Except we already know of some species that communicate chemically - ants, for example.  So, when all else fails, we'll start checking that.

And, maybe they won't be used to vibrating air to communicate, but they are likely to be able to sense air vibrations (because whether or not they talk, knowing when a stinkless slug-eater is sneaking up on them is a good thing).

Remember, even someone who is deaf and blind from birth can figure out how to communicate, if given an option.


----------



## Tequila Sunrise (Jul 23, 2013)

Janx said:


> Well, it's possible for a telekinetic pseudopod that communicates by smell.  they can use their mind to move things (like building a space ship and holding it together in space).  So they won't be used to us vibrating air around to communicate, and we're just going to think they stink.
> 
> But we can both probably point at things, which will allow us to start referring to objects and ourselves, which will probably get us somewhere in rudimentary communication.



Quite the optimist, aren't you?

I imagine we'll be communicating with them via _very_ long distance radio waves before we ever get close enough to smell or hear each other.


----------



## Kaodi (Jul 23, 2013)

Yeah, I think that as long as the content of the communication is intelligible to us, figuring out how to give rough translation is inevitable, no matter how different their physical process of thought and "speech" is.


----------



## Janx (Jul 24, 2013)

Kaodi said:


> Yeah, I think that as long as the content of the communication is intelligible to us, figuring out how to give rough translation is inevitable, no matter how different their physical process of thought and "speech" is.

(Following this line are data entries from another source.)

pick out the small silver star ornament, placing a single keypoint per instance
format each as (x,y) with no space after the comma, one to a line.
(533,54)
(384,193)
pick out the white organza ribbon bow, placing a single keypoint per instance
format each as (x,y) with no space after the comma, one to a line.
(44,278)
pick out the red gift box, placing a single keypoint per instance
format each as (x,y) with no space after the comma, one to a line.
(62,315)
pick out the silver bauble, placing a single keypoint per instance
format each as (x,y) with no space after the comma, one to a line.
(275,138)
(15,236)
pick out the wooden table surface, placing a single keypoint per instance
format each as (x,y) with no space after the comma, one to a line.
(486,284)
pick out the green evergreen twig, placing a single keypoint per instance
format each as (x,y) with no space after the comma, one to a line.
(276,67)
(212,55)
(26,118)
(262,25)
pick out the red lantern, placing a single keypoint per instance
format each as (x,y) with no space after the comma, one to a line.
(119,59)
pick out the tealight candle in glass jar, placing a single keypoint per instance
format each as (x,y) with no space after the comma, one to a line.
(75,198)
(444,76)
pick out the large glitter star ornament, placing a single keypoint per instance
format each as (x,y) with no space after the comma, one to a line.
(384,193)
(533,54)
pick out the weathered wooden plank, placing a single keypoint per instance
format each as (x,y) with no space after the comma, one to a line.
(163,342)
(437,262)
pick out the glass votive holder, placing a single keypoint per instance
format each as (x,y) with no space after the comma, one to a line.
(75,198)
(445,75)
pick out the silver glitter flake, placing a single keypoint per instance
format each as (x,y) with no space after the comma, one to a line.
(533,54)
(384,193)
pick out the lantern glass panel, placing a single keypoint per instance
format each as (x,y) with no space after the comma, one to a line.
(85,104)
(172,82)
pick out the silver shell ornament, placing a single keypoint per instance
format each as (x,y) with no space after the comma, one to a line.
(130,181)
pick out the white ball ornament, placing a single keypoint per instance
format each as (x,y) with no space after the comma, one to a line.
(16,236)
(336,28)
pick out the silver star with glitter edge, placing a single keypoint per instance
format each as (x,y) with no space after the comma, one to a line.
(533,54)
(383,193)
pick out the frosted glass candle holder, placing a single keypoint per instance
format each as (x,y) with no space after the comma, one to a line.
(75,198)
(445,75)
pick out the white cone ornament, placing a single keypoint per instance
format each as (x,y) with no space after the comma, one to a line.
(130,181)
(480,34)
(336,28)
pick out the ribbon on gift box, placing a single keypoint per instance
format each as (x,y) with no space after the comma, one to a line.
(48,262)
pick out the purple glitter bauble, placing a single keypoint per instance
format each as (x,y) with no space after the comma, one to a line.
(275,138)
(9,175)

I suspect that if the alien is corporeal, able to percieve our reality then we probably have some things in common and can muddle our way through figuring out names and identifying some basic objects.  I'm certainly betting that once we misunderstand them and start a war with them, their "alien" mindset will not be so different that we can't fathom their strategy or they'll get themselves annihilated when they employ their unstoppable rear firing pillow cannons while waddling higgledy piggledy towards our moon, because they're mindset is so different they're morons with bad battle strategy.


----------



## Remus Lupin (Jul 24, 2013)

This last exchange reminds me of Thomas Nagel's philosophical essay "What Is It Like to Be a Bat?"

Here's an excerpt:



> If anyone is inclined to deny that we can believe in the existence of facts like this whose exact nature we cannot possibly conceive, he should reflect that in contemplating the bats we are in much the same position that intelligent bats or Martians7 would occupy if they tried to form a conception of what it was like to be us. The structure of their own minds might make it impossible for them to succeed, but we know they would be wrong to conclude that there is not anything precise that it is like to be us: that only certain general types of mental state could be ascribed to us (perhaps perception and appetite would be concepts common to us both; perhaps not). We know they would be wrong to draw such a skeptical conclusion because we know what it is like to be us. And we know that while it includes an enormous amount of variation and complexity, and while we do not possess the vocabulary to describe it adequately, its subjective character is highly specific, and in some respects describable in terms that can be understood only by creatures like us. The fact that we cannot expect ever to accommodate in our language a detailed description of Martian or bat phenomenology should not lead us to dismiss as meaningless the claim that bats and Martians have experiences fully comparable in richness of detail to our own. It would be fine if someone were to develop concepts and a theory that enabled us to think about those things; but such an understanding may be permanently denied to us by the limits of our nature. And to deny the reality or logical significance of what we can never describe or understand is the crudest form of cognitive dissonance.


----------



## Janx (Jul 24, 2013)

Remus Lupin said:


> This last exchange reminds me of Thomas Nagel's philosophical essay "What Is It Like to Be a Bat?"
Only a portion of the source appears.